Sanders comments come on the heels of President Donald Trump authorizing an airstrike in Iraq that killed a top Iranian general Qassem Soleimani on Wednesday. On Saturday, Sanders called Trump's actions a "dangerous escalation" that could lead to another war in the Middle East.
While in Iowa, the Democratic presidential candidate also pushed for Congress to vote on new legislation he plans to introduce with California Democratic Rep. Ro Khanna, which would block any funding for military action with Iran without Congressional approval.

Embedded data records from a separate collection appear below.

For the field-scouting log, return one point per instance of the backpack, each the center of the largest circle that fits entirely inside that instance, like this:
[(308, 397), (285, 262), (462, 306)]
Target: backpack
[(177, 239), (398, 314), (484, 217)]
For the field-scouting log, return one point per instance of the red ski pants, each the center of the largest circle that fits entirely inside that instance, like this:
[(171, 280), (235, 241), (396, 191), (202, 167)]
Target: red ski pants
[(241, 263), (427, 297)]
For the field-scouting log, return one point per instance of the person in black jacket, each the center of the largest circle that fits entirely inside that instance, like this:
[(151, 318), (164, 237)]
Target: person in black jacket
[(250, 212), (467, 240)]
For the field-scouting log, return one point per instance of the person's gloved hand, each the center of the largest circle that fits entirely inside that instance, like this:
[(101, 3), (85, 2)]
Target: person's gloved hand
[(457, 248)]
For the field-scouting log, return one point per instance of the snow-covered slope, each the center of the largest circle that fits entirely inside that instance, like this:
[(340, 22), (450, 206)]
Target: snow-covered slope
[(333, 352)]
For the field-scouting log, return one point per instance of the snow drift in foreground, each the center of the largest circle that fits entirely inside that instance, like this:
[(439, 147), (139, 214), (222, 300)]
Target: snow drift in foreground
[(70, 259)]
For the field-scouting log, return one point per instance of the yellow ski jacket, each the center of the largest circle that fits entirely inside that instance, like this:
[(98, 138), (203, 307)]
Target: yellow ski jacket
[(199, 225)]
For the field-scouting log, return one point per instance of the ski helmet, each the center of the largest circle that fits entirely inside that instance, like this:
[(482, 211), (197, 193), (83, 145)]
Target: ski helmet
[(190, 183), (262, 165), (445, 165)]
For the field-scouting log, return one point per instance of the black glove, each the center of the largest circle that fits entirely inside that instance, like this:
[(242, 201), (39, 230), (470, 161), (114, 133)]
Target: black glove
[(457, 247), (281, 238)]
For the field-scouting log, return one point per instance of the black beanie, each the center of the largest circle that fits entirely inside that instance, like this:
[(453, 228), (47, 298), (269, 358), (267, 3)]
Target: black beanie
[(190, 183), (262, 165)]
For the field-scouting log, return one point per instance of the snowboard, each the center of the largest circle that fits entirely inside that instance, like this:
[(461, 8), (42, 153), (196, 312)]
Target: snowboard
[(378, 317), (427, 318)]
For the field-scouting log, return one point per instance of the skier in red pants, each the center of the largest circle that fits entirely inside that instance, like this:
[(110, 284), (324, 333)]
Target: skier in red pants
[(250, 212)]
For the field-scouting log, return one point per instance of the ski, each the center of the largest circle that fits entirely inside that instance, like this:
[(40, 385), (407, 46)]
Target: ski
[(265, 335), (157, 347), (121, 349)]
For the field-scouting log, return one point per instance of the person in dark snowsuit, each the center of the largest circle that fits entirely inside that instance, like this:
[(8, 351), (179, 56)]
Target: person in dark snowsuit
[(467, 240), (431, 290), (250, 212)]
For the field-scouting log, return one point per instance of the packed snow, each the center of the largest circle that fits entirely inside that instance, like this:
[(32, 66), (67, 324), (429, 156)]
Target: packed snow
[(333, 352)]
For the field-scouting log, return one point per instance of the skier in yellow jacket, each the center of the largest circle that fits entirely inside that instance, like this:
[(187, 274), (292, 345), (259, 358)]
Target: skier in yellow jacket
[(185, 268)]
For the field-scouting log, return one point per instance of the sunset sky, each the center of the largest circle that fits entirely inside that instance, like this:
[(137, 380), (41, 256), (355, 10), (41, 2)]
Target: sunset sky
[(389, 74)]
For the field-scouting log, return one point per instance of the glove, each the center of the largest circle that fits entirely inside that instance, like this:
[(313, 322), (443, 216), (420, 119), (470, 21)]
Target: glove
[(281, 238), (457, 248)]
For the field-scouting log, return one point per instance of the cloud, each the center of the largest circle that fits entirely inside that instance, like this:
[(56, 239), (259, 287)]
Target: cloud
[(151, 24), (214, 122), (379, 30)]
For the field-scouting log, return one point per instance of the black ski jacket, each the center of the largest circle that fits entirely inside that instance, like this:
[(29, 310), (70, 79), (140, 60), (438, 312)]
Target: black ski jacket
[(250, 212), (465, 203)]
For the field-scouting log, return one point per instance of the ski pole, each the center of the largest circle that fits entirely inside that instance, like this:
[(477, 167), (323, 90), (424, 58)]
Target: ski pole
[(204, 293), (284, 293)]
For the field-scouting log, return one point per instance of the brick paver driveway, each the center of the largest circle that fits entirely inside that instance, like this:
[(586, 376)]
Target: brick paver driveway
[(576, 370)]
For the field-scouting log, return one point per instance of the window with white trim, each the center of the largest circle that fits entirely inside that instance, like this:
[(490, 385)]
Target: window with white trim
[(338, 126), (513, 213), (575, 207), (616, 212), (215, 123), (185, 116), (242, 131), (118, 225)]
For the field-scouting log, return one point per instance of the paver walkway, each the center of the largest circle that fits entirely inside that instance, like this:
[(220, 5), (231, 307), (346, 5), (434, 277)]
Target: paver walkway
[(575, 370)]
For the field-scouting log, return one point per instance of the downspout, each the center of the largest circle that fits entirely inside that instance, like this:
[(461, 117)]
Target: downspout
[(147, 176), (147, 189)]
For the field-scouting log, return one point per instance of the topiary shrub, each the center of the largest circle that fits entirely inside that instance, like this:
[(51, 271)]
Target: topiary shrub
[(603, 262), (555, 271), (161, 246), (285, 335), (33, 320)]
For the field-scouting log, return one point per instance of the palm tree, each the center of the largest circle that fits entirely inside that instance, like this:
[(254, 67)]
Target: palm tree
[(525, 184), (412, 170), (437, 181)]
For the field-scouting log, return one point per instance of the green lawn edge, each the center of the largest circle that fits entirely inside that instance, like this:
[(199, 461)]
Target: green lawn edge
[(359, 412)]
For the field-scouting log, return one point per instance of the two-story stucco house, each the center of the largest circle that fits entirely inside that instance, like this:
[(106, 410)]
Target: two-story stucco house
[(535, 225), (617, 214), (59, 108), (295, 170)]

"When I return to Washington next week," Sanders said, "I believe the first course of action is for the Congress to take immediate steps to restrain president Trump from plunging our nation into yet another endless war."
Biden says Trump administration unprepared for "risk" of Middle East escalation
DUBUQUE, Iowa — Joe Biden Friday accused President Trump of “an enormous escalation” of the threat of war in the Persian Gulf after he launched a surprise strike targeting a top Iranian commander, while pressing the case to Democrats that the next president must be someone who doesn’t need “on the job training.”
The former vice president, speaking in Iowa one month before the state’s leadoff caucuses, seized on a fresh foreign policy crisis to reinforce some of his principal critiques of Trump’s leadership and play up his decades of foreign policy experience.
“The threat to American lives and interests in the region and around the world are enormous. The risk of nuclear proliferation is real and the possibility that ISIS will regenerate in the region has increased, and the prospects of direct conflict with Iran is greater than it has ever been,” he said. “The question is do Donald Trump and his administration have a strategy for what comes next?”
Biden said no American mourns the loss of Gen. Qassem Soleimani, leader of Iran’s Quds force, and that it was right to bring him to justice. But he contrasted the assassination of an official within a sovereign government with strikes against other top terrorist targets, saying Trump’s provocative action puts the U.S. potentially “on the brink of greater conflict with the Middle East.”
“Unfortunately, nothing we have seen from this administration over the past three years suggests that they are prepared to deal with the very real risk we now confront. And there's no doubt the risks are greater today because of the actions Donald Trump has taken, walking away from diplomacy, walking away from international agreements, relying on force,” he said.
Biden said Thursday’s strike was the latest in a string of “dubious” actions that have unnecessarily ratcheted up tensions in the region, including decision to unilaterally withdraw from the nuclear agreement struck by the Obama administration along with top Western allies.
The Trump administration “said the goal of maximum pressure was to deter regional aggression, negotiate a better nuclear deal. Thus far, they have badly failed on both accounts,” he said. “Now the administration has said the goal of killing Soleimani was to deter future attacks by Iran. But the action almost certainly will have the opposite impact.”
Biden was to have spent Friday touting the new endorsement of Iowa Rep. Abby Finkenauer, who joined him in person for the first time and will campaign with him through the weekend. But the situation in Iraq gave him a chance to underscore a key element of his closing pitch to voters — the gravity of the job for whomever replaces Trump.
The next president is going to inherit “a nation that is divided and a world in disarray. This is not a time for on the job training,” he said.